TARANTO, RAGNO SAPPIA INQUADRARE IN FRETTA LA SITUAZIONE. SE VUOLE VINCERE

Sulla pagina ufficiale del Taranto F.C. troneggia, da oggi pomeriggio, la news sotto riportata. La conferma (ufficiale) della rinuncia forzata a D’Agostino anche per la partita di Coppa Italia dilettanti di domenica prossima. Il ragazzo, dal termine dello scorso campionato, risente di noie al pube che ne impediscono l’utilizzo. Il tutto in contrapposizione a quanto dichiarato nei giorni scorsi (come riportato più sotto) dall’allenatore rossoblù Nicola Ragno.

Nulla di nuovo. Soltanto il perseverare in un grave difetto di comunicazione che in questa società è divenuto caratteristica negativa. Una pessima caratteristica direi. Un malvezzo che nuoce anche alla gestione tecnico/sportiva. Potrà apparire strano, ma sulle difficoltà di raggiungere gli obbiettivi influiscono anche questi comportamenti. Trasparenza e chiarezza sono vocaboli sconosciuti in questo Taranto. Evidentemente il tempo non ha insegnato nulla. Dispiace al proposito che anche il nuovo allenatore dei rossoblù si sia così in fretta adeguato a un sistema che nulla ha a che vedere con la sua riconosciuta professionalità.

Ho anche letto di alcune lamentele da parte di Nicola Ragno. I fatti lo smentiscono seccamente. Taranto non è diversa da tutte le piazze in cui si vive soltanto di pane e calcio. Non è vero che a Taranto si parla troppo ed a vanvera come ha asserito Ragno. Gli appassionati ed i tifosi (quelli veri) pretendono chiarezza. Trasparenza. Una verità che non debba essere mai smentita. Anche (sopratutto) sulle situazioni che riguardano i tesserati. A Taranto per troppo tempo si è convissuto con promesse  (sportive) mai mantenute.
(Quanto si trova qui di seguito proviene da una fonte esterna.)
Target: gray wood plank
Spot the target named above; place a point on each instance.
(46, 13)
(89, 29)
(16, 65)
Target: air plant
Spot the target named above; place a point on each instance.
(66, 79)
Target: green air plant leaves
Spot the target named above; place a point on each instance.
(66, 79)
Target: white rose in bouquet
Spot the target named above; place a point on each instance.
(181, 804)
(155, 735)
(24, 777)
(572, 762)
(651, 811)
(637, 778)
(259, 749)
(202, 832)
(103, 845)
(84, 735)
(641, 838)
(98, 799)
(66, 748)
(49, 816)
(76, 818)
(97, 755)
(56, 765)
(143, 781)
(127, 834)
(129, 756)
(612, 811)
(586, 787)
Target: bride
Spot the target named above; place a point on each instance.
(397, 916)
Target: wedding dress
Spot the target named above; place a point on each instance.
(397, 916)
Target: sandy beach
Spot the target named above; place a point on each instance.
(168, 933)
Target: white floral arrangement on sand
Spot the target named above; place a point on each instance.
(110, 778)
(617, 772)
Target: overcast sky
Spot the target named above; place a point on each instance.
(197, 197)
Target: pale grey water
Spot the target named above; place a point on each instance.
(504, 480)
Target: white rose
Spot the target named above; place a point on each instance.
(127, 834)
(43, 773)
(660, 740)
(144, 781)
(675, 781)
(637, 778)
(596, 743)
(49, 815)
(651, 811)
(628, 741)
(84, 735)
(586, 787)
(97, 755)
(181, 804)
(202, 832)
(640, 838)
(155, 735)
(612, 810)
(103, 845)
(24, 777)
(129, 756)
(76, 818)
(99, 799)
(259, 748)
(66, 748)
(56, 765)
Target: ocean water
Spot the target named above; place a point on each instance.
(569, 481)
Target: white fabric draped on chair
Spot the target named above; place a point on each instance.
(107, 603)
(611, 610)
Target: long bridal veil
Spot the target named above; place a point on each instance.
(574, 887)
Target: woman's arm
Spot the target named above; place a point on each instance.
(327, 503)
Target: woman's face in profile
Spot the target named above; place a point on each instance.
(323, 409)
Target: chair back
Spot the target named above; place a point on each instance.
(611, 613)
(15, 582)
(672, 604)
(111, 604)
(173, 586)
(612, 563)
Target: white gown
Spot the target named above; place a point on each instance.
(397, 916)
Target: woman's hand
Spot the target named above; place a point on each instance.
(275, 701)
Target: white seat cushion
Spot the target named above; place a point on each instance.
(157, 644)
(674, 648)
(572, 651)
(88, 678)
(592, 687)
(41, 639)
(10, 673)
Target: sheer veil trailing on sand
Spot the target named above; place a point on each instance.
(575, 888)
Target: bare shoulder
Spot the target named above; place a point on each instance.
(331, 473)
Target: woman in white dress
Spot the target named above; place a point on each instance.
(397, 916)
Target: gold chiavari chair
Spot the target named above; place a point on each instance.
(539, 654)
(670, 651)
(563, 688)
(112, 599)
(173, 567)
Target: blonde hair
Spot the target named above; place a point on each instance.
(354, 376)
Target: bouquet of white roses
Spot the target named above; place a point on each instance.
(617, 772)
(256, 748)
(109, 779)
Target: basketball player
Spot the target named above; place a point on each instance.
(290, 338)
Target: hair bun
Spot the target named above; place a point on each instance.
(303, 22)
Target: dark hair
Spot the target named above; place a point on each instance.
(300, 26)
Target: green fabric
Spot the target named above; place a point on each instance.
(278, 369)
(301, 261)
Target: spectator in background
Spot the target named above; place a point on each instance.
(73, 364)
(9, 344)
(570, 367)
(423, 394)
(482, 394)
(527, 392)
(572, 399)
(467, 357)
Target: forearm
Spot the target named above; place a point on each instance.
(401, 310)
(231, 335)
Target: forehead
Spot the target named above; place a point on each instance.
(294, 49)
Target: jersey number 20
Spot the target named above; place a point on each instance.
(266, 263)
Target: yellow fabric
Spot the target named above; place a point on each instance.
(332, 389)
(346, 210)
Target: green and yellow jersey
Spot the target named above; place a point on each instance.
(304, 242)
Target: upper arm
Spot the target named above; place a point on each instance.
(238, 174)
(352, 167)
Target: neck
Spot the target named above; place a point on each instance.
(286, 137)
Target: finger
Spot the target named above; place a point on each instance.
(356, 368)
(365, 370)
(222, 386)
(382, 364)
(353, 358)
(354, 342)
La gente si è stancata.

Ragno non ha evidentemente compreso (ancora) che la società per la quale lavora non gode di fiducia e di credibilità. Una dirigenza che non accetta la critica più sana. Che non ha compreso che i campionati si vincono soltanto a primavera. Se anche lui si schiera da quella parte incontrerà, a breve, enormi difficoltà nello svolgere le sue mansioni.

Ricordo a Ragno che il Taranto, il campionato di questa categoria lo ha vinto una sola volta. Assieme al titolo italiano. Era il lontano 1995. Ventiquattro anni orsono. Di dirigenze, successivamente, se ne sono succedute in quantità industriale. Nessuno ci è più riuscito. Si faccia allora una approfondita analisi della situazione e ne comprenderà i motivi. Prima che sia troppo tardi. Scrivo queste cose perché la carriera, l’esperienza, la conoscenza del territorio ed i risultati che ho ottenuto me lo permettono. Perché la verità non porta peli sulla lingua. Tanto meno sulla mia!

In bocca al lupo mister!

Diramato il bollettino medico (oggi 22 agosto 2019): Nicola Lanzolla visitato dal dr.Alfieri è affetto da sindrome influenzale. Stefano D’Agostino continua la terapia riabilitativa in quel di Cesena e dovrebbe tornare a disposizione con un programma di recupero a cura del preparatore atletico prof. Riccardo Di Liso. Lorenzo Betti visitato dal dr.Lobianco specialista in ortopedia, necessita di terapie mediche per il recupero di un trauma tibiale. Tutti e tre i calciatori non saranno disponibili per l’incontro di Coppa Italia con l’Altamura. Si comunica che, a partire da martedì prossimo, con cadenza settimanale, sarà diramato bollettino medico relativo allo stato di salute della squadra.
Dr.Mario ORTINO

La scorsa settimana Ragno aveva dichiarato: D’AGOSTINO “Per un’altra settimana si curerà fuori Taranto – precisa Ragno -, ma lo avremo a disposizione alla vigilia della sfida casalinga con la Team Altamura. Voglio tranquillizzare tutti perché in questi giorni ne ho lette e sentite di tutte: il ragazzo è di proprietà del Taranto, ha sposato il progetto e resterà con noi fino alla fine. Dal punto di vista tattico, la sua collocazione non è un problema”.